The application is deployed as follows:

  • apache2-mpm-worker;
  • mod_wsgi in daemon mode (1 process, 15 threads).

The background tasks have the following characteristics:

  • they need to operate in a regular interval (every 5 minutes or so);
  • they require the application context (i.e. the application packages need to be available in memory);
  • they do not need any input other than database access, in order to perform some not-so-heavy tasks such as sending out e-mail and updating the state of the database.

Now I was thinking that the most simple approach to this problem would be simply to piggyback on the existing application process (as spawned by mod_wsgi). By implementing the task as part of the application and providing an HTTP interface for it, I would prevent the overhead of another process that is holding all of the application into memory. A simple cronjob can be setup that sends a request to this HTTP interface every 5 minutes and that would be it. Since the application process provides 15 threads and the tasks are quite lightweight and only running every 5 minutes, I figure they would not be hindering the performance of the web application's user-facing operations.

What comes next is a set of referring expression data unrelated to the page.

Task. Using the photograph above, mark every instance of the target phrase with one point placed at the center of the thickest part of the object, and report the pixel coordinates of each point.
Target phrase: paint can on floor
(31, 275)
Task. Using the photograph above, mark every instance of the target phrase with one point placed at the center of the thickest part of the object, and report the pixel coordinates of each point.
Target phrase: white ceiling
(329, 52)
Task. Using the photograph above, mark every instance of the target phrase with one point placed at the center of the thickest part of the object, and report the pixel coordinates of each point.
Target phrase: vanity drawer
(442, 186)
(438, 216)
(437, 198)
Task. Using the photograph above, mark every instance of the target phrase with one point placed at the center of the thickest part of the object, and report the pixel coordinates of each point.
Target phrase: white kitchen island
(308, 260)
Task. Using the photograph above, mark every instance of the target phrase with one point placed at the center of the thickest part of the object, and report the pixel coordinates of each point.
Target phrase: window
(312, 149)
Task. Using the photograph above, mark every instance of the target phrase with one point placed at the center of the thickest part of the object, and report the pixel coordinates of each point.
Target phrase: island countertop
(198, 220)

Yet... I have done some online research and I have seen nobody advocating this approach. Many articles suggest a significantly more complex approach based on a full-blown messaging component (such as Celery, which uses RabbitMQ). Although that's sexy, it sounds like overkill to me. Some articles suggest setting up a cronjob that executes a script which performs the tasks. But that doesn't feel very attractive either, as it results in creating a new process that loads the entire application into memory, performs some tiny task, and destroys the process again. And this is repeated every 5 minutes. Does not sound like an elegant solution.

So, I'm looking for some feedback on my suggested approach as described in the paragraph before the preceeding paragraph. Is my reasoning correct? Am I overlooking (potential) problems? What about my assumption that application's performance will not be impeded?

A: 

All are reasonable approaches depending on your specific requirements.

Another is to fire up a background thread within the process when the WSGI script is loaded. This background thread could simply sleep and wake up occasionally to perform required work and then go back to sleep.

This method necessitates though that you have at most one Django process which the background thread runs in to avoid different processing doing the same work on any database etc.

Using daemon mode with a single process as you are would satisfy that criteria. There are potentially other ways you could achieve that though even in a multiprocess configuration.

Graham Dumpleton
Thanks for the suggestion Graham. Does mod_wsgi facilitate setting up something like that? Or would I have to construct it myself, in Python? I'd rather not enter the minefield called threaded programming, as I'm not sure if I'll make it out alive.
Tim Molendijk
Your configuration for daemon mode is already multithreaded, so you have to pay attention to it for your own code of your Django application anyway. As to providing anything special, no, you just have to use threading module to create thread.
Graham Dumpleton
A: 

Note that celery works without RabbitMQ as well. It can use a ghetto queue (SQLite, MySQL, Postgres, etc, and Redis, MongoDB), which is useful in testing or for simple setups where RabbitMQ seems overkill.